The fact that you declare a const object inside your function is a promise that your object's state won't ever be altered as long as the object is alive - in other words, never before its destructor is invoked. Not even immediately before its destructor is invoked. As long as it is alive, the state of a const object shall not change.
However, here you are somehow expecting this object to be moved from right before it gets destroyed by falling out of scope, and moving is altering state. You cannot move from a const object - not even if you are not going to use that object anymore.
What you can do, however, is to create a non-const object and access it in your function only through a reference to const bound to that object:
STest FuncUsingConst(int n) {
STest object_not_to_be_touched_if_not_through_reference(n);
STest const& a = object_not_to_be_touched_if_not_through_reference;
// Now work only with a
return object_not_to_be_touched_if_not_through_reference;
}
With a bit of discipline, you can easily enforce the semantics that the function should not modify that object after its creation - except for being allowed to move from it when returning.
UPDATE:
As suggested by balki in the comments, another possibility would be to bind a constant reference to a non-const temporary object (whose lifetime would be prolonged as per § 12.2/5), and perform a const_cast when returning it:
STest FuncUsingConst(int n) {
STest const& a = STest();
// Now work only with a
return const_cast<STest&&>(std::move(a));
}
A program is ill-formed if the copy/move constructor [...] for an object is implicitly odr-used and the special member function is not accessible
-- n3485 C++ draft standard [class.copy]/30
I suspect your problem is with MSVC 2012, and not with C++11.

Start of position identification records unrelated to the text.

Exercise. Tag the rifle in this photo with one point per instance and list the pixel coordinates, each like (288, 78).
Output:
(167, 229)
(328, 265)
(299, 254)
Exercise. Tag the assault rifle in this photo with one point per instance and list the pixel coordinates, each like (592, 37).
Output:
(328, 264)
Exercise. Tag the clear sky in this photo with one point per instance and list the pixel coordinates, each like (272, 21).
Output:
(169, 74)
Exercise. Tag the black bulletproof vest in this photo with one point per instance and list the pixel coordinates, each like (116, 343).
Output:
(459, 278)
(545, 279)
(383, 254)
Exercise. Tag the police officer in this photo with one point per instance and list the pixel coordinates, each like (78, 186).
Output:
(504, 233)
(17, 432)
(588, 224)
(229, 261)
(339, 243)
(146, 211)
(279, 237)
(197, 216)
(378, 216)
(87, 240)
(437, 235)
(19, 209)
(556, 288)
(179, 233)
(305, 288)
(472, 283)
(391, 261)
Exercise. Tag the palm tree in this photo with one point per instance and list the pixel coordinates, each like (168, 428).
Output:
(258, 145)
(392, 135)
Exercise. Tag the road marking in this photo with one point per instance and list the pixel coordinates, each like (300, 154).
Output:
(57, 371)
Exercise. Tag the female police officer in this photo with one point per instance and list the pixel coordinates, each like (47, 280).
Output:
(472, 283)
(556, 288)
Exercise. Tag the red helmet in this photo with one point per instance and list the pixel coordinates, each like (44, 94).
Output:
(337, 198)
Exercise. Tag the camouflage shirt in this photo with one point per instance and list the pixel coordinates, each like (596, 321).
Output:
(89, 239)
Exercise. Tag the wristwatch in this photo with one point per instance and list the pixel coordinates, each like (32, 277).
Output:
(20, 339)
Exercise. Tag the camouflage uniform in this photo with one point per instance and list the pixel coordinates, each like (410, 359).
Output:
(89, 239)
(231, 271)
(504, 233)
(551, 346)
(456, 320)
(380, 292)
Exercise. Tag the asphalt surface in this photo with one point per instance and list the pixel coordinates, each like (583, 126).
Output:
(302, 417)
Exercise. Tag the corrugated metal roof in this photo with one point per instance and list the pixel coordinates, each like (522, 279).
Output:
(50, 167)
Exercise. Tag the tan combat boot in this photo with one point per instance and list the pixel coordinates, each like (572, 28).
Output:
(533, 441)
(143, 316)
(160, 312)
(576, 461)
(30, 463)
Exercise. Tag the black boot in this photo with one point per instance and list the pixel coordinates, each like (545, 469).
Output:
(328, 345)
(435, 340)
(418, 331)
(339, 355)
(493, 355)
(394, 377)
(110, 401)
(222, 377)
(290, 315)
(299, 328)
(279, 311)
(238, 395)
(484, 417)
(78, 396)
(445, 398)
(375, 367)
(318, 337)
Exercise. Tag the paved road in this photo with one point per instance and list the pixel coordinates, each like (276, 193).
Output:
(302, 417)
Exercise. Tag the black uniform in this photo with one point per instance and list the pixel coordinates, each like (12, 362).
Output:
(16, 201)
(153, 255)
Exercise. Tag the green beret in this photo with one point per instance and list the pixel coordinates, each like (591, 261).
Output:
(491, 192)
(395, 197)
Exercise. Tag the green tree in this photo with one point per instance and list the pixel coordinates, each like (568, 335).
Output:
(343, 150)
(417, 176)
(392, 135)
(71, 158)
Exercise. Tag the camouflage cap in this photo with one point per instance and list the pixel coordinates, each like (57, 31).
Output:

This code, even without calling it, is not legal C++11:
struct STest {
STest(STest const&) = delete
STest(STest && test) : m_n( std::move(test.m_n) ) {}
explicit STest(int n) : m_n(n) {}
int m_n;
};
STest FuncUsingConst(int n) {
STest const a(n);
return a;
}
because there is no legal way to turn a into a return value. While the return can be elided, eliding the return value does not remove the requirement that the copy constructor exist.
If MSVC2012 is allowing FuncUsingConst to compile, it is doing so in violation of the C++11 standard.